Next, to evaluate libraries of computationally identified SSAP variants, we established a high-throughput assay to select for SSAPs that promote efficient recombineering. We hypothesized that the iterative, serial integration of easily selectable mutations into the bacterial genome, coupled to subsequent allelic selection, could allow us to select SSAP variants en masse, and thus enrich best performers from diverse SSAP libraries (Fig. 1). This method, which we term SEER, proceeds via 1) the identification and cloning of SSAP libraries into expression vectors, 2) transformation of such libraries into an organism-of-interest, 3) enrichment for SSAPs efficient at recombineering, and finally 4) analysis by deep sequencing to read out library composition. Step 3 comprises the successive transformation of oligos, which upon successful integration into the host genome will confer a resistant phenotype, followed by antibiotic selection for the resistant allele across the entire library in liquid culture. SSAP variants that incorporate mutations most effectively will thereby be enriched in the population that survives antibiotic treatment. Finally, if needed, after the selective handles are exhausted, the SSAP-plasmid library can be extracted and retransformed into a naïve chassis for further cycles of enrichment.
To perform the selections efficiently, we engineered an E. coli chassis to both improve recombineering efficiency and to introduce genetic handles with which we could apply selective pressure against nonedited alleles. We used as our parental strain, EcNR2 (3), a derivative of E. coli K-12 MG1655 that has its methyl-directed mismatch repair (MMR) machinery disabled (ΔmutS::cat) to improve recombineering efficiency (see Materials and Methods for details) (7).

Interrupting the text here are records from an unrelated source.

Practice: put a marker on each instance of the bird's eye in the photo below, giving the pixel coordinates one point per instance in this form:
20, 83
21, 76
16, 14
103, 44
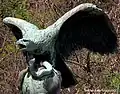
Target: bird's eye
25, 40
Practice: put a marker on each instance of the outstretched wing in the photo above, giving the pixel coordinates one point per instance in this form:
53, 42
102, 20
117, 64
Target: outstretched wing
88, 27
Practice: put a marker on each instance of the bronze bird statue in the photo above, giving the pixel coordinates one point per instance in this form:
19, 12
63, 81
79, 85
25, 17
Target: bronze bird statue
85, 26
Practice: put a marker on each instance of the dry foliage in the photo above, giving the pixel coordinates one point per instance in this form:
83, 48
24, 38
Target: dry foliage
92, 70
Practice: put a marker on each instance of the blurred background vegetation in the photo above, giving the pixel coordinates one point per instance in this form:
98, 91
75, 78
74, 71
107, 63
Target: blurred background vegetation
92, 70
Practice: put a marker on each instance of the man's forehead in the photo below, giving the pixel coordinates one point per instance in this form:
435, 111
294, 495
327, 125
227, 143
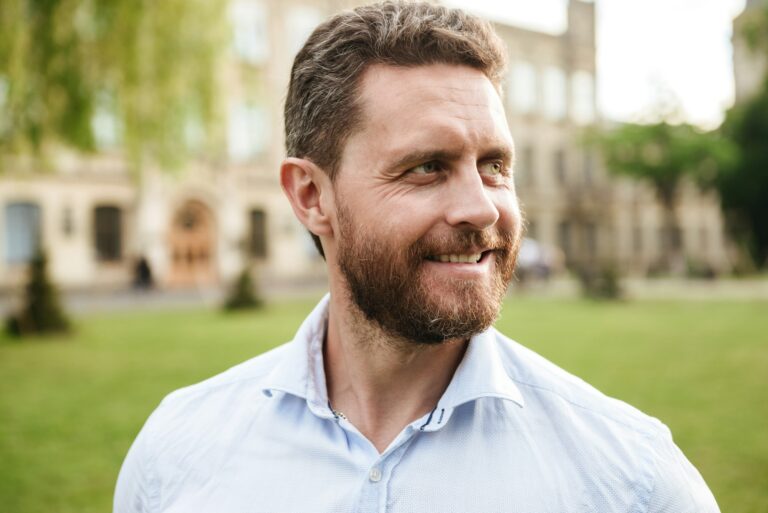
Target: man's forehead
423, 82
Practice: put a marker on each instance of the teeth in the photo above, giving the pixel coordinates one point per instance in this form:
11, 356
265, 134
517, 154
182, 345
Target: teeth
466, 259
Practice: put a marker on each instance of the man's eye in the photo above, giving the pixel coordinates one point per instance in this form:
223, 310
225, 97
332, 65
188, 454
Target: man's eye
493, 168
426, 168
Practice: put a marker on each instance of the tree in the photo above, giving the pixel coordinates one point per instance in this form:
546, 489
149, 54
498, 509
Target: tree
151, 65
744, 187
663, 155
41, 311
244, 294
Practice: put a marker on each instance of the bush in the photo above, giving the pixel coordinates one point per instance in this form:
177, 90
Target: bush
243, 294
41, 311
600, 282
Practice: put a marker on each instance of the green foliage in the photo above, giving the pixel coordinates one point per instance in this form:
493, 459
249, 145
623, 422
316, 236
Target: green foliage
41, 311
755, 30
663, 154
743, 187
150, 65
243, 295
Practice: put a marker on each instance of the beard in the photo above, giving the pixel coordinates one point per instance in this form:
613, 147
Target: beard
389, 286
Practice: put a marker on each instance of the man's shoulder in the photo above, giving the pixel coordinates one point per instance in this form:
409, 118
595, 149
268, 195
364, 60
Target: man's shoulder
548, 385
221, 395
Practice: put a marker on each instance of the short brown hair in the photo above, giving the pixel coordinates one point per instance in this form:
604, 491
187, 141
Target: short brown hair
322, 108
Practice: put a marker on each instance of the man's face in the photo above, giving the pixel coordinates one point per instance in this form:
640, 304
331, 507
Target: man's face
428, 225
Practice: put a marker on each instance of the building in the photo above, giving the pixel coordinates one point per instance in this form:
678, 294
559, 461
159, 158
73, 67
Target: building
199, 228
570, 200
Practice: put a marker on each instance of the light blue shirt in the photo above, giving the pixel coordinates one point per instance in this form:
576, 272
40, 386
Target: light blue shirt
512, 433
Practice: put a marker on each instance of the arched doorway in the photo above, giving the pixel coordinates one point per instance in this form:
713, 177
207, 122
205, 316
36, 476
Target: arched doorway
192, 245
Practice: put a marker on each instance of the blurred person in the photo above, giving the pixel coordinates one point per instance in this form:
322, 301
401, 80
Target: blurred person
397, 394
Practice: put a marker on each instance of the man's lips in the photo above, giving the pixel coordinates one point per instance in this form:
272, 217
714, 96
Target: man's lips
460, 257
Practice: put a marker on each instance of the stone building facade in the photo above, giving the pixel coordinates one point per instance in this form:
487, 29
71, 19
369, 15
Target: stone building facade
199, 227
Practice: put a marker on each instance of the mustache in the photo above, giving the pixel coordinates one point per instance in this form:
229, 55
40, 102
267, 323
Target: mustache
463, 241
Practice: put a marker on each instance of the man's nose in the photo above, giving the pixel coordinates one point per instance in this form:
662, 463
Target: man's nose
470, 203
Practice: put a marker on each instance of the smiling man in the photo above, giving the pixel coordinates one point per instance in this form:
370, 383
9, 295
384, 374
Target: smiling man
396, 394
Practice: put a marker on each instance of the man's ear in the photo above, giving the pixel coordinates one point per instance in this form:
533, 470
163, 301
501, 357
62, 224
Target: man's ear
309, 190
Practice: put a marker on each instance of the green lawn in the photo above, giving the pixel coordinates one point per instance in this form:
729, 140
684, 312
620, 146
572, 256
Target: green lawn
69, 408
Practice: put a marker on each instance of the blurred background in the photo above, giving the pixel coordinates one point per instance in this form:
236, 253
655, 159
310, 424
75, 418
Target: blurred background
140, 144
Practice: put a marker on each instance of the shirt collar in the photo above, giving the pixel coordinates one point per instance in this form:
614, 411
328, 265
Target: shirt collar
301, 371
481, 372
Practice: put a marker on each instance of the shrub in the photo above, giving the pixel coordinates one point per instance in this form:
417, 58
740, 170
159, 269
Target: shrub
41, 311
243, 294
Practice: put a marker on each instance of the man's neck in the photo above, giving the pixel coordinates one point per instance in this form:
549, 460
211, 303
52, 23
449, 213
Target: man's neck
379, 382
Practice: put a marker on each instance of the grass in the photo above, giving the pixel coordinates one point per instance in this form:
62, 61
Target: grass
69, 408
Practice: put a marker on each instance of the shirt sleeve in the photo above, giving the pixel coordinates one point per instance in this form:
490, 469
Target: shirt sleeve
138, 489
678, 487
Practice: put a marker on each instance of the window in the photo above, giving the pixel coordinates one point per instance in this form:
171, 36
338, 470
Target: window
22, 232
107, 233
524, 169
250, 31
258, 234
583, 98
67, 222
248, 131
559, 166
589, 167
564, 237
637, 240
521, 88
555, 102
590, 235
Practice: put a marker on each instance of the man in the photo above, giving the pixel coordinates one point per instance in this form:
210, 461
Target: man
396, 394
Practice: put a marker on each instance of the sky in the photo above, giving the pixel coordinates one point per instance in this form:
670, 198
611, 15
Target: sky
648, 52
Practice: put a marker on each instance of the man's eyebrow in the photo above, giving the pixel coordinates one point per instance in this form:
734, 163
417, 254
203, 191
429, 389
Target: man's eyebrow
419, 156
415, 157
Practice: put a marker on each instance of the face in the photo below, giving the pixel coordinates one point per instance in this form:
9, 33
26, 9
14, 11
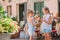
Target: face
44, 11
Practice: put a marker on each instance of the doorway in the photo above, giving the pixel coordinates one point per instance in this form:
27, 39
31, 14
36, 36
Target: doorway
21, 10
38, 7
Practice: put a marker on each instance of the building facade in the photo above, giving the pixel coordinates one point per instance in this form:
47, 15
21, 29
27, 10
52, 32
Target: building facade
20, 7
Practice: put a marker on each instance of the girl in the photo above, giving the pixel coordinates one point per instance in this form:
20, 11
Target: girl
31, 24
38, 22
46, 25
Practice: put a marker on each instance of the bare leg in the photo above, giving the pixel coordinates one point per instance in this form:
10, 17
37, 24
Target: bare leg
49, 36
45, 34
31, 38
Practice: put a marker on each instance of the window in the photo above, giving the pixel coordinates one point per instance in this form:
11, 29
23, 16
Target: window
9, 0
9, 10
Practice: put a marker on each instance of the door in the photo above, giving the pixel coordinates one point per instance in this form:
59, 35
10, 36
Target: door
21, 10
59, 8
38, 7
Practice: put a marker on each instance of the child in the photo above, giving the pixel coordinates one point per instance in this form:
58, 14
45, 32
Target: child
46, 26
31, 24
38, 22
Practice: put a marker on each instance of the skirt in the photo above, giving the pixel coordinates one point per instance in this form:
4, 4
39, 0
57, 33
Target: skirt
46, 28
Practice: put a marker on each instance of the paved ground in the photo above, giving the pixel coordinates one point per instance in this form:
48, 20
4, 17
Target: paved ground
23, 36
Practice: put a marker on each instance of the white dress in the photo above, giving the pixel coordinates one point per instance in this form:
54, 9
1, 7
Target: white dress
45, 27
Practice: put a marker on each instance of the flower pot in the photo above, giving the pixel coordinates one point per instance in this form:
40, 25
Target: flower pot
5, 36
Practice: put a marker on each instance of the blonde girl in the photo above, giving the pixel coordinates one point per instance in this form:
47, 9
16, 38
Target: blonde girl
46, 26
30, 23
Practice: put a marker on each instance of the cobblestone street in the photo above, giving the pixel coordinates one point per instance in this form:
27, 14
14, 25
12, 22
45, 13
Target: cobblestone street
22, 34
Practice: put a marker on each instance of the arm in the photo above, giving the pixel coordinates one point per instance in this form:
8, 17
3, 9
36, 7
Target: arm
49, 20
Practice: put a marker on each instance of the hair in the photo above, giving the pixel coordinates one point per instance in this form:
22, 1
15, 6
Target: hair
46, 8
37, 15
30, 12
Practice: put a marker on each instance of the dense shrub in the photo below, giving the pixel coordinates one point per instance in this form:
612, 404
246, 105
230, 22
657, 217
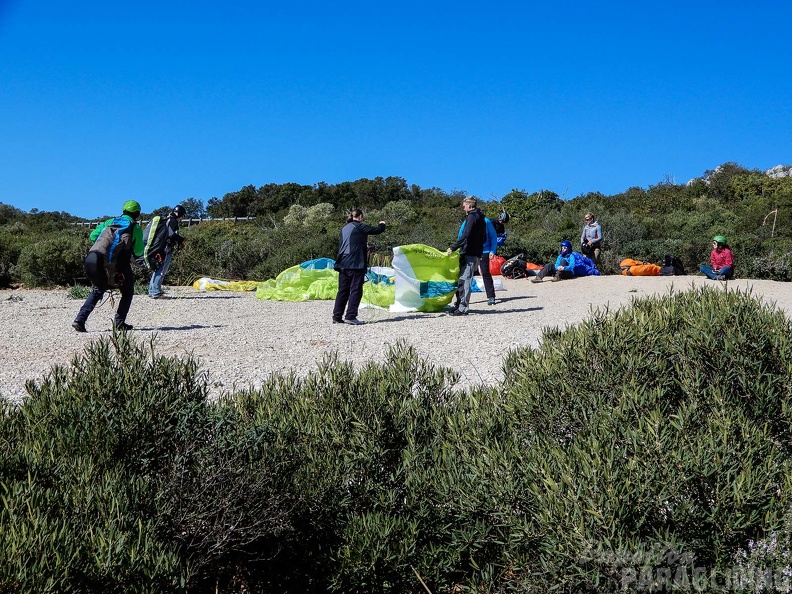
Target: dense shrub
52, 261
664, 425
119, 477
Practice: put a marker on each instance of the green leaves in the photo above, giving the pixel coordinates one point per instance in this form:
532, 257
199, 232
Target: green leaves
658, 431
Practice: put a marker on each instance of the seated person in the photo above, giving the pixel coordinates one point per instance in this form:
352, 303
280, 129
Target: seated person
591, 238
721, 260
564, 265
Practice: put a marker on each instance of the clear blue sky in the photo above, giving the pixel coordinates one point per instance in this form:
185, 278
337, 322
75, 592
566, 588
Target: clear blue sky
102, 102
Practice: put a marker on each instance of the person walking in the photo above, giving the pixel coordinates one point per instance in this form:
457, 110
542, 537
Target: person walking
490, 247
721, 260
109, 264
351, 264
470, 243
173, 241
591, 238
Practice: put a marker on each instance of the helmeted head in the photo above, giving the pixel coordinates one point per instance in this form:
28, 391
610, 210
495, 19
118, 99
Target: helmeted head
131, 208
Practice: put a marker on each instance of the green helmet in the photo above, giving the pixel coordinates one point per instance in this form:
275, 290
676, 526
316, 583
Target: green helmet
131, 207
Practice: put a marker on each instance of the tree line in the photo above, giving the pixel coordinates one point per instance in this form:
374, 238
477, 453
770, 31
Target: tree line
294, 223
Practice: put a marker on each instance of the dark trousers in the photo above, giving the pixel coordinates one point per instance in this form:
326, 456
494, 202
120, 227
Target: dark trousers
350, 292
127, 290
486, 276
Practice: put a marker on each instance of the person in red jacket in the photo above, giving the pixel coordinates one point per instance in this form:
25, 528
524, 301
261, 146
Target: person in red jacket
721, 260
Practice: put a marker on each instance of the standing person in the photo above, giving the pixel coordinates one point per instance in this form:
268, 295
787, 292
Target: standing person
591, 238
108, 264
564, 265
351, 264
470, 243
721, 260
173, 240
490, 247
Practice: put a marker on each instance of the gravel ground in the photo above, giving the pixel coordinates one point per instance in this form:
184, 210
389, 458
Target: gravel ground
240, 340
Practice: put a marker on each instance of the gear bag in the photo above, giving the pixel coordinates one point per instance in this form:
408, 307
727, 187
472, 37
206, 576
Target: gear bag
112, 244
155, 240
515, 267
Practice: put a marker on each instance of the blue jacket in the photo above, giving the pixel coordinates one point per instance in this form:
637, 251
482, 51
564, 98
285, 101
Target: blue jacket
491, 243
353, 248
472, 235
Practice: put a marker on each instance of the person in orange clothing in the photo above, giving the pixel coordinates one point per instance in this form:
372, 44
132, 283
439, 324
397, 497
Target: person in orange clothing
721, 260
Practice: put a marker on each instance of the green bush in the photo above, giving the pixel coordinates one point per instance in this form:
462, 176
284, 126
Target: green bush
662, 426
665, 422
52, 261
118, 476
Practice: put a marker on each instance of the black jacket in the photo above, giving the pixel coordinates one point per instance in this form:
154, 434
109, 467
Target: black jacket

EcNR2 was modified to 1) improve recombineering efficiency (DnaG Q576A) (8) and 2) introduce genetic handles for antibiotic selection. To this latter aim, stop codons were introduced into both cat (in the mutS locus) and tolC, making the modified strain sensitive to chloramphenicol (CHL) and sodium dodecyl sulfate (SDS). We refer to this modified organism as the “SEER chassis.” Next, to identify selectable markers beyond cat and tolC, and thus allow multiple SEER selection cycles, we tested a group of resistant alleles that we gathered from an analysis of antibiotic resistance literature (see Materials and Methods for details). We found GyrA_S83L to confer robust resistance to ciprofloxacin (CIP), RpoB_S512P to rifampicin (RIF), and RpsL_K43R to streptomycin (STR) (SI Appendix, Fig. S2). We then verified that these three antibiotic selections, in addition to the CHL and SDS selections described above, are orthogonal and that they could be performed serially on our engineered E. coli SEER chassis. This enabled us to run 10 rounds of SEER with only a single extraction and retransformation of the plasmid libraries into the naïve chassis (Fig. 1).
Following the optimization of the SEER workflow, we performed 10 successive cycles of selection on the Broad SSAP Library, representing all major SSAP families, in the E. coli SEER chassis. Four replicate populations were run: One control population underwent induction of protein expression and oligo transformation, but was not subjected to antibiotic selection. The three experimental replicates underwent antibiotic selections in the following order: SDS → STR → CIP → CHL → RIF (Fig. 1C). To track the enrichment of each library member, we amplified a locus that included the 12-nt barcode region after each round of selection and sequenced by NGS (Dataset S1). Clear winners emerged relatively quickly, with top variants increasing in frequency distinctly after only a few rounds of selection (SI Appendix, Fig. S3). The nonselected control population, however, also displayed significant enrichment effects, which indicated that the overexpression of certain SSAP variants may impair fitness. Thus, to normalize for fitness and the cost of protein expression, we next calculated an enrichment score for each library member: We divided the average frequency of each variant within the selected populations by its frequency in the nonselected control population (Fig. 2C). Based on NGS data, we found that the RecT family was the most enriched family by a large margin (85-fold over the nonselected control), followed by the ERF family (18-fold over the nonselected control), and no other SSAP family showed significant enrichment (Fig. 2D). However, it is important to note that our codon-optimized Redβ (SR085 in our library) was not significantly enriched through the 10 rounds of selection. To investigate this issue further, we compared the performance of Redβ expressed off of its wild-type codons against the codon-optimized version that was included in the Broad SSAP Library. This revealed significantly decreased efficiency for the codon-optimized version of Redβ (SI Appendix, Fig. S4), which indicates that codon choice is an important consideration for library design, and that negative results for individual SSAPs from a large screen of this sort do not necessarily indicate that the protein itself is not functional.
Finally, we chose a set of five library members that exhibited both high frequency and enrichment for further analysis (Fig. 2E). We tested their recombineering efficiency against Redβ expressed off of its wild-type codons on the same plasmid system used for the SEER selections. To ensure an accurate measurement we queried the efficiency of each SSAP by NGS after performing a silent, noncoding genetic mutation at a nonessential gene, ynfF (“silent mismatch MAGE oligo 7”; see SI Appendix, Table S2). Broad SSAP Library member SR016, which we introduced earlier as PapRecT (UniParc ID: UPI0001E9E6CB), demonstrated the highest efficiency of recombineering (31 ± 2%) (Fig. 2F).
Screening Diverse RecT Homologs Identifies a Highly Efficient SSAP.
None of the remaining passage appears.